What really displeases me is how tacked together and unfinished the whole Rocket Lake platform feels. The BIOSes have numerous bugs that are compeltely obvious to anyone using them for more than 10 minutes. Maybe this is not Intel's fault, but since AMD introduced AGESA, a common-base software stack, things have gotten much better for the red team. Ryzen Master has also improved so much and is on a completely different level than XTU. POST times have always been good with Intel, but I'm now sometimes sitting at A2 (VGA) for 20 seconds, and there's occasionally a double boot when changing a BIOS setting, items we criticized AMD for in the past. This whole experience reminds me of the first generation of Ryzen. With Rocket Lake, Intel is introducing a new memory controller that offers a setting of "Gear 1" and "Gear 2." In Gear 1, the memory controller will run at the same clock as the memory, and in Gear 2, it runs at half the clock. Gear 2 is designed for ultra-high memory overclocks, or so I thought. My sample doesn't even run DDR4-3800 in Gear 1, so it seems only up to DDR4-3200 MHz is guaranteed for the 11900K(F), and the other SKUs are guaranteed only 2933 in Gear 1. Running Gear 2 adds a latency penalty—I was curious how much of one, so I ran our whole test suite at 3200 CL14 with Gear 1 and Gear 2. The difference is around 1% on average, with much bigger swings depending on the application. Surprisingly, 3200 CL14 Gear 1 is actually faster than 3800 CL16 Gear 2. The whole BIOS situation is quite fluid at this time, so I hope Intel figures out some additional memory optimizations because I really don't want to go back to the days of raising BCLK just to achieve the desired memory speed.

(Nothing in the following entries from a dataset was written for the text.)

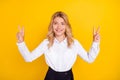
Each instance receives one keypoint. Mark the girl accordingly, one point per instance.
(60, 48)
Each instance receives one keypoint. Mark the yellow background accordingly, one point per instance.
(83, 15)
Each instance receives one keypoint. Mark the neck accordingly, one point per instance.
(60, 38)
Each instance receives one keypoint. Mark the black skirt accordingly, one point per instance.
(53, 75)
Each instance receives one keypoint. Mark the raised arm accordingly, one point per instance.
(91, 55)
(24, 51)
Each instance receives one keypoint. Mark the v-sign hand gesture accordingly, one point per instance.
(96, 35)
(20, 34)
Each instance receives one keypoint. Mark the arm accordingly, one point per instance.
(27, 55)
(89, 56)
(94, 50)
(30, 56)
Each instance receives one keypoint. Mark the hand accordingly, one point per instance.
(20, 35)
(96, 35)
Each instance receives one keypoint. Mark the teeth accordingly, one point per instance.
(58, 30)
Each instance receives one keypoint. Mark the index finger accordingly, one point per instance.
(98, 30)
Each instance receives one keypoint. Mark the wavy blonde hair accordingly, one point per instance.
(68, 31)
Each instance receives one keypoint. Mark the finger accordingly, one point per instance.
(98, 30)
(19, 28)
(94, 32)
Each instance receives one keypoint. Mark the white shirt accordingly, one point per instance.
(59, 57)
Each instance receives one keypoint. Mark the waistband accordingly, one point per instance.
(50, 69)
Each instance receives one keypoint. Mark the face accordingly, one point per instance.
(59, 26)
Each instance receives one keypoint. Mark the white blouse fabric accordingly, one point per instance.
(59, 57)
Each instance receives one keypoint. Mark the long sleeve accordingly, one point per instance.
(88, 56)
(30, 56)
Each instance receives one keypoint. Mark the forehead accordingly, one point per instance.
(59, 19)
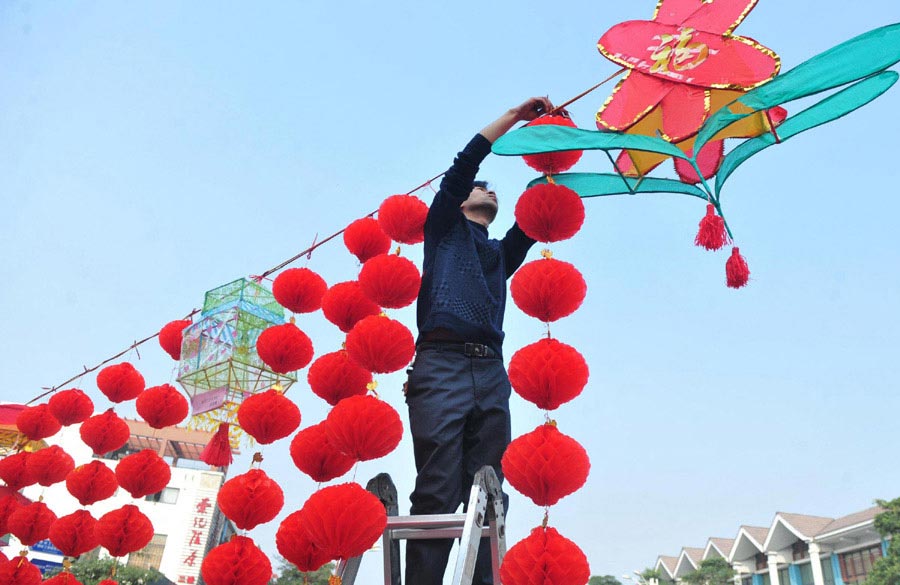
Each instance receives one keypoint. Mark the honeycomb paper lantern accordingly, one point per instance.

At $550, the Core i9-11900K is roughly priced the same as the Core i9-10900K. At that price point, there is simply no way this is a worthy investment. You're much better off spending that money on the Ryzen 5900X, which costs $550, too. Huge competition also comes from Intel's Core i9-10850K, which costs only $380 and basically matches the Core i9-11900K. Another interesting alternative is AMD's Ryzen 7 5800X, which isn't as overpriced as the 5900X, yet offers better gaming performance and enough application performance for nearly all usage scenarios. If Intel can bring down pricing of the Core i9-11900K, it definitely has the potential to become an interesting option, I did a quick poll here with the team, and the price points that came back were between $380 and $420. Do check out our other review of the Core i5-10600K, which we also published today. At $275, it is priced much more competitively and offers excellent performance in both apps and gaming. I really wanted to like the Core i9-11900K because what we need is competition or AMD will keep raising prices until they become the next Intel. With AMD staying ahead in many respects, especially energy efficiency, Intel will hopefully make its next processor on 10 nm.